Other consideration is how much database development is really done in JPA. Are there also stored procedures or other non-JPA applications that use the same back-end, or maybe you just integrate with other team's database...
If this is an existing application, I would check what you have existing, if the database structure complex as can be seen with the DDL and the DDL shows significant logic is being done on the database itself, then you are better off using plain SQLs and let the DBA maintain your data structures. JPA does not really lend well when the database structures are already complicated and there is no business benefit to use JPA at that point.
What needs to happen is a project to migrate to JPA. There are a few advantages to that:
Business Logic is removed from the database layer (which is harder to scale horizontally) to the application tier.
Java developers are generally cheaper compared to a DBA. Though you still need someone who can do both database thinking and Java thinking to do this properly and that's more rare.
By reducing the database to become as simple datastore, you can break yourself from vendor lock-in.
If done right, you can have a different database for development (can be DB2 Express C which is free) and have a more robust database for your integration and production environments (e.g. DB/2 for zOS). This allows you to be able to have more developers without worrying about licensing costs as much.
As for schemas being generated and such, there are actually four workflows that can occur:
For design, an Object-Relational (rather than an Entity-Relational) diagram serves as a contract between the application team and the database team. The end result is the JPA objects will run in the physical data structure that the DBA sets.
For Java application development, just let each developer have their own database and let them blow it up as much as they want. The JPA code will generate the schemas for you.
For database development, the generated schemas and class diagrams are passed onto review by the DBA to see where performance can be improved upon. Specifically they are there to specify the indices which are not available in the JPA standard since it is not cross database. They are also there to set up the table spaces and all the access controls and schemas for the development, but at least the gist of the structure can be taken away from them and passed onto the application team which gives the application team more flexibility to adapt to changes. What would normally happen is the DBA just includes some generated SQL and then have alters to add additional columns and others that would be used for other purposes outside of the application (the JPA structure needs only what is needed by the application, it does not need to map one-to-one 100% to the database)
For migration, the DBA needs to do a differential analysis between the two schemas. There's a program called dbsolo (not free) that can do it with most databases.

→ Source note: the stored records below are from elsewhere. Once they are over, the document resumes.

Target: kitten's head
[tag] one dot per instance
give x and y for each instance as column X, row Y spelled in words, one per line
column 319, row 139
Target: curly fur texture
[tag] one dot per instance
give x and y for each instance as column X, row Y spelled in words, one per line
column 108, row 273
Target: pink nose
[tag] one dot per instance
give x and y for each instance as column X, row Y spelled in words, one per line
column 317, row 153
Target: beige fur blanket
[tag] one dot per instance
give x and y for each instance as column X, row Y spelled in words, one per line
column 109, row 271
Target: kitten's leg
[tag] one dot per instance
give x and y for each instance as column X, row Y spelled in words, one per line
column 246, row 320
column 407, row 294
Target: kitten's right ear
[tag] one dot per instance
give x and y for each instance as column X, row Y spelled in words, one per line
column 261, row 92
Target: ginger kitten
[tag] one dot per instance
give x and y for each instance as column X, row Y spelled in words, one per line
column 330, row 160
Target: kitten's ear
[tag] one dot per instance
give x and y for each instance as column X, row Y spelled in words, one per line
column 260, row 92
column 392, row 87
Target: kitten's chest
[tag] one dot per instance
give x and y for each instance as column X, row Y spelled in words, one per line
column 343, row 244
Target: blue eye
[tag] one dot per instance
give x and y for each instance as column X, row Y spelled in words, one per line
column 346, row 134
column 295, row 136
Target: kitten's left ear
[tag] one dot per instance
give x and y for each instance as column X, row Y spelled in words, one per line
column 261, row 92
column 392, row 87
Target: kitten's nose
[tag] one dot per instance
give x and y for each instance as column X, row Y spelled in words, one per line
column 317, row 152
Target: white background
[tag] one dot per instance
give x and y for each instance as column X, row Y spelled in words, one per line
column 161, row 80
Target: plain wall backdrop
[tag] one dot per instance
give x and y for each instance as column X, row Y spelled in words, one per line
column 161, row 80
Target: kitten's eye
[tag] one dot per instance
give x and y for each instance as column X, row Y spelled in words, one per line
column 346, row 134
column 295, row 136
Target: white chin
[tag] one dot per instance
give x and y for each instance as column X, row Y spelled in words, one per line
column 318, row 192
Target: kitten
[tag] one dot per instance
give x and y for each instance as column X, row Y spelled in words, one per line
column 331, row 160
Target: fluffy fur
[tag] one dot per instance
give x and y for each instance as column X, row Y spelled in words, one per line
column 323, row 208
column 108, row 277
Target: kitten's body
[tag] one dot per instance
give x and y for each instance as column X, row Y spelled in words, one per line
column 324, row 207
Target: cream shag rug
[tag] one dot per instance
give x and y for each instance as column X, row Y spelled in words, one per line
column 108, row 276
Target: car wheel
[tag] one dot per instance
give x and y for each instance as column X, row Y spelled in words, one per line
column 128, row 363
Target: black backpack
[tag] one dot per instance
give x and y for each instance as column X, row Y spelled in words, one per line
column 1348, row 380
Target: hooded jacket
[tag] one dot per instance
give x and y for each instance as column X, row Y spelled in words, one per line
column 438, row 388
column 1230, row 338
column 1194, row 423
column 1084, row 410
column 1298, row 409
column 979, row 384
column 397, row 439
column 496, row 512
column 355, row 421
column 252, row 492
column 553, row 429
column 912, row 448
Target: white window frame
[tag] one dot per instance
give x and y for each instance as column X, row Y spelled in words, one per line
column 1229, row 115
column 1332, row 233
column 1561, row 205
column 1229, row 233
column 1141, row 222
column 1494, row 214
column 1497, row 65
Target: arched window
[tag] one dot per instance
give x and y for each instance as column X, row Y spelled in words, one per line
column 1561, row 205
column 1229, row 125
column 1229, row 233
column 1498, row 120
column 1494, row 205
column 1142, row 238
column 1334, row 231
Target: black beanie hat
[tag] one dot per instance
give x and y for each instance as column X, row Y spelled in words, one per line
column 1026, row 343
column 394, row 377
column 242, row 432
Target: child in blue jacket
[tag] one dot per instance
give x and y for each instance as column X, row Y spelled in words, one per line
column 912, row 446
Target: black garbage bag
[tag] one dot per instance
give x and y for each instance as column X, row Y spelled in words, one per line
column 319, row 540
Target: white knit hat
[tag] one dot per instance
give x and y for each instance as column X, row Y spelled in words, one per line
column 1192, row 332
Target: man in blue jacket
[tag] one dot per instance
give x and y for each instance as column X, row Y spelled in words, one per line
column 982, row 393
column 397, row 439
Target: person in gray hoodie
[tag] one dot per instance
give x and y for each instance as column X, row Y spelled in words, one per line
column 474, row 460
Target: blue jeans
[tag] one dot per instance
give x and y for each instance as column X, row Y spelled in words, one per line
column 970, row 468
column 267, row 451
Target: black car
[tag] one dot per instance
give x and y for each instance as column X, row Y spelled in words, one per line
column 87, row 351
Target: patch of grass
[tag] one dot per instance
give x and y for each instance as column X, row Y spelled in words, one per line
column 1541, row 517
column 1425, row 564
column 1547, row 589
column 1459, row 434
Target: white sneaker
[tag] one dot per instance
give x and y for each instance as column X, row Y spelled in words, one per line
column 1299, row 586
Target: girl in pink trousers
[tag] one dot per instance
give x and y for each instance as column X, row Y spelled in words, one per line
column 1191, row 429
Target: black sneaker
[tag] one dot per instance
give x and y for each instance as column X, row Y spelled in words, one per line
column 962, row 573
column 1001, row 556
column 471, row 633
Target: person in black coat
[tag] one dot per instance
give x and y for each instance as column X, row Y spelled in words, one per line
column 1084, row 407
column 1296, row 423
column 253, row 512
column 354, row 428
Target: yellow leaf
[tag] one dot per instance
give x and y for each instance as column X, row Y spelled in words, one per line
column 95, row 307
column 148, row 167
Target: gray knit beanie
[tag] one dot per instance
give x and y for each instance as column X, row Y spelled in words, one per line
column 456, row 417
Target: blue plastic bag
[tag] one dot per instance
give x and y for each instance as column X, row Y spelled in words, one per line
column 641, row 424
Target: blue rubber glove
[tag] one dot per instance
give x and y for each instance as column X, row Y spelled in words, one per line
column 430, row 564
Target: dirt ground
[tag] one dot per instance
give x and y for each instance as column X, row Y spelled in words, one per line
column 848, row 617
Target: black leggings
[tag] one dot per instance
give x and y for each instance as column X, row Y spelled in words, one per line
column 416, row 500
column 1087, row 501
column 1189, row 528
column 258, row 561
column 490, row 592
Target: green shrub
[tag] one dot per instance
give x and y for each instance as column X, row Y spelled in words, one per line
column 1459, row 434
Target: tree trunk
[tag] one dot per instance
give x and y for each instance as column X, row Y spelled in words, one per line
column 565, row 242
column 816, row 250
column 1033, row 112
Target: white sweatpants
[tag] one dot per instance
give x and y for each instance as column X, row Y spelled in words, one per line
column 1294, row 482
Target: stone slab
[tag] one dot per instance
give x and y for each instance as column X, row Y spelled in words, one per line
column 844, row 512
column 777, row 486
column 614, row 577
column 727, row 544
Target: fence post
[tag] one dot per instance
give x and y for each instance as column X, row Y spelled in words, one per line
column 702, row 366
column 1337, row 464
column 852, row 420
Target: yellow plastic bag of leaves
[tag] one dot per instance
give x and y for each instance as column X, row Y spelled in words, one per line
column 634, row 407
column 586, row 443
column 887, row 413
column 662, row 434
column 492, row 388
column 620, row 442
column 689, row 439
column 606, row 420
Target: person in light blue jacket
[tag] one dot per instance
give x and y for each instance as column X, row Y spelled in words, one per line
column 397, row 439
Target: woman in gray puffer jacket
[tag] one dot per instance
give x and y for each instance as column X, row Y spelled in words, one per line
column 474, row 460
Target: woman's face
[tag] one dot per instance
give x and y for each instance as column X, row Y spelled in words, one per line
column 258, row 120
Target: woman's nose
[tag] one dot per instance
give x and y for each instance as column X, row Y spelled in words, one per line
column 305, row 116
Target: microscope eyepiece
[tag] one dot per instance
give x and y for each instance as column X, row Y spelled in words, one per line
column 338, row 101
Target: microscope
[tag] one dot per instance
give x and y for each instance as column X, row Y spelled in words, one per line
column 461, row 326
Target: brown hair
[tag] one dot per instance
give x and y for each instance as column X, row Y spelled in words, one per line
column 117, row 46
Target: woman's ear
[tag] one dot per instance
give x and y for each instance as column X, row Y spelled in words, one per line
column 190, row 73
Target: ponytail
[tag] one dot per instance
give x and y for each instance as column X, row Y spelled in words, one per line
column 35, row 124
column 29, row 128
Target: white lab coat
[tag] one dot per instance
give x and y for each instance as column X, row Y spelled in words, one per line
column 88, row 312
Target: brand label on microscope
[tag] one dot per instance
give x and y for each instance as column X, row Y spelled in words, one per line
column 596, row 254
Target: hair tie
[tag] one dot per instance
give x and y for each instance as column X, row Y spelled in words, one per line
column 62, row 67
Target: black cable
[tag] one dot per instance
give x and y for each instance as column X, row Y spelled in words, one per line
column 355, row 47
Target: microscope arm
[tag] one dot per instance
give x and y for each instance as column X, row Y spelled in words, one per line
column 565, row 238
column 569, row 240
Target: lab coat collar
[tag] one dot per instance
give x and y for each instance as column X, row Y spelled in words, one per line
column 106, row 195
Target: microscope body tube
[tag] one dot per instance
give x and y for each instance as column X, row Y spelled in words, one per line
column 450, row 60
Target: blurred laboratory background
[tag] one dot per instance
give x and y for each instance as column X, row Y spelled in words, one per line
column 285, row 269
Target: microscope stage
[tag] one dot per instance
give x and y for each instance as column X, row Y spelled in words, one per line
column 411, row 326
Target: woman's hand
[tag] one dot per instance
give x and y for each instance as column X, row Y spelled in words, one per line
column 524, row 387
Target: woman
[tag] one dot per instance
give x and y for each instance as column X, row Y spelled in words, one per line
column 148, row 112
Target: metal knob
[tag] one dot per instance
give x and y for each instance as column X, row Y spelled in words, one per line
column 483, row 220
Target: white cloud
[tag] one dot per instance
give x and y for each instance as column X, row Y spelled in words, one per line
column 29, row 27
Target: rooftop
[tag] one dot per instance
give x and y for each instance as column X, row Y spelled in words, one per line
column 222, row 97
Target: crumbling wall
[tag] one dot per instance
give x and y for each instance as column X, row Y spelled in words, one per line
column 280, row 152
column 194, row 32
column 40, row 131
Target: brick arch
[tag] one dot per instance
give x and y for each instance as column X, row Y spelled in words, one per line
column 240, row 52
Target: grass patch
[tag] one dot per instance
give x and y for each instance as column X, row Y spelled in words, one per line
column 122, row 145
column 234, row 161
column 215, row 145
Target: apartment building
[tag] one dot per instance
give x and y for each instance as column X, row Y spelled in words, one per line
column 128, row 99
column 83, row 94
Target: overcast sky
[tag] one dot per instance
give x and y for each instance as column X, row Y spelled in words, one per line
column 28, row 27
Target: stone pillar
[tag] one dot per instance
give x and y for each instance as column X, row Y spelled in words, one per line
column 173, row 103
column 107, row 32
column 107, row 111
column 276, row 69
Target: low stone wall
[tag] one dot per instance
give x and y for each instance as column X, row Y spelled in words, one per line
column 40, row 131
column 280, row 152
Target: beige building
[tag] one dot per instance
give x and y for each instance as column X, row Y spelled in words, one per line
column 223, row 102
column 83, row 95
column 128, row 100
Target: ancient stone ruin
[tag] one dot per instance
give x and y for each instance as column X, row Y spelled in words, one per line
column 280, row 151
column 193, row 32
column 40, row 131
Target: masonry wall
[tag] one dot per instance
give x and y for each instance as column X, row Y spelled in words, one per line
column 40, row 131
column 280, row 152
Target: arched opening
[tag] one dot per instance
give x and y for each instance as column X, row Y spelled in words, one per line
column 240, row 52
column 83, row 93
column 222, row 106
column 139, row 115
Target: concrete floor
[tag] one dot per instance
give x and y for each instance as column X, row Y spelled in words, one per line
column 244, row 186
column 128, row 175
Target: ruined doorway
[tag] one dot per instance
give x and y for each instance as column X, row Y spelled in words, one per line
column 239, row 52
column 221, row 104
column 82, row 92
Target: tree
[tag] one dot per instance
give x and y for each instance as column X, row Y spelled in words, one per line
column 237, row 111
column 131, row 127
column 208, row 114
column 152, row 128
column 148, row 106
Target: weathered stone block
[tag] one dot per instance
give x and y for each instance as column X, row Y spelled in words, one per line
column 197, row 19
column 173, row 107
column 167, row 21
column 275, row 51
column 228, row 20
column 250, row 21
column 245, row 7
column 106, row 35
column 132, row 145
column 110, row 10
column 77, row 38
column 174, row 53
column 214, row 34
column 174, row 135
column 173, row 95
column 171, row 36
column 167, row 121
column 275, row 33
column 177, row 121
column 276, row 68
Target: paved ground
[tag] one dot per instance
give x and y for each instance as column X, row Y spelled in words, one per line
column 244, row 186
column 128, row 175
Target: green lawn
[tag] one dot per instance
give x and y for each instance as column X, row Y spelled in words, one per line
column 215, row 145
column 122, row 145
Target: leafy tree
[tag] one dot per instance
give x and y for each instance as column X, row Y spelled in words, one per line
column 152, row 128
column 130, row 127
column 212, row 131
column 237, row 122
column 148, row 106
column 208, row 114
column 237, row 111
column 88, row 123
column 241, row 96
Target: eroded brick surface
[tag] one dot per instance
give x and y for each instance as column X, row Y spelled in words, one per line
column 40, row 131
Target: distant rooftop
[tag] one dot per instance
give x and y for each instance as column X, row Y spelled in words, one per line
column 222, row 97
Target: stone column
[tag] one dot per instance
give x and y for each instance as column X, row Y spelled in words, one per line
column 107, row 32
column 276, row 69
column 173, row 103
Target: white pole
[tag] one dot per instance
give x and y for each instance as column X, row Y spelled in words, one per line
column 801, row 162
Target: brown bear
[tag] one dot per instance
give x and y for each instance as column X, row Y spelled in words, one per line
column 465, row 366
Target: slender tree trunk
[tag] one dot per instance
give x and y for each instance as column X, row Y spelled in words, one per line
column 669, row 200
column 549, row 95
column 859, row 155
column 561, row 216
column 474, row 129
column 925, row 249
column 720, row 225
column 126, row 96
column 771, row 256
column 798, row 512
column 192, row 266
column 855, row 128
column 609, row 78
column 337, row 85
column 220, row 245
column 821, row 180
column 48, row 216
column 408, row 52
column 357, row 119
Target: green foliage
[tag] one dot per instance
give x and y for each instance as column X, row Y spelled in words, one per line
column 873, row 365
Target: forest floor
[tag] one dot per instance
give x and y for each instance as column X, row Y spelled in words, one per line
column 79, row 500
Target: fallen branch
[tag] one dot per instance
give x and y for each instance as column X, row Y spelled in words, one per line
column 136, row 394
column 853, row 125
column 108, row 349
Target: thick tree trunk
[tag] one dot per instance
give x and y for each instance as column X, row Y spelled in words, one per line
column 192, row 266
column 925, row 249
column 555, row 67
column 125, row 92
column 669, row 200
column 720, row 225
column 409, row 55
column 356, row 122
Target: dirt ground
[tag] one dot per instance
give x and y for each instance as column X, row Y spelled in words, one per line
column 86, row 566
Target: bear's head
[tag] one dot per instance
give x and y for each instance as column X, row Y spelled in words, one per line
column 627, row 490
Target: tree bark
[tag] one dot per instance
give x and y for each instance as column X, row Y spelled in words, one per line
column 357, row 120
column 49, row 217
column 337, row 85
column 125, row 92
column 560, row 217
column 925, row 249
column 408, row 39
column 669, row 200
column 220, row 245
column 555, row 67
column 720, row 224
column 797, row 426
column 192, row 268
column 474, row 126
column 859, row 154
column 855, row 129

However, if things were done in JPA, the structures are simpler since in theory there is no longer any business logic on the database thus reducing the complexity of data migrations due to upgrades.
The net of it is you can't just say you're using JPA without involving the whole delivery team which will have to include the DBA willing to relinquish control and ownership of the structure of the data to the application team, but still be part of the design and reviews.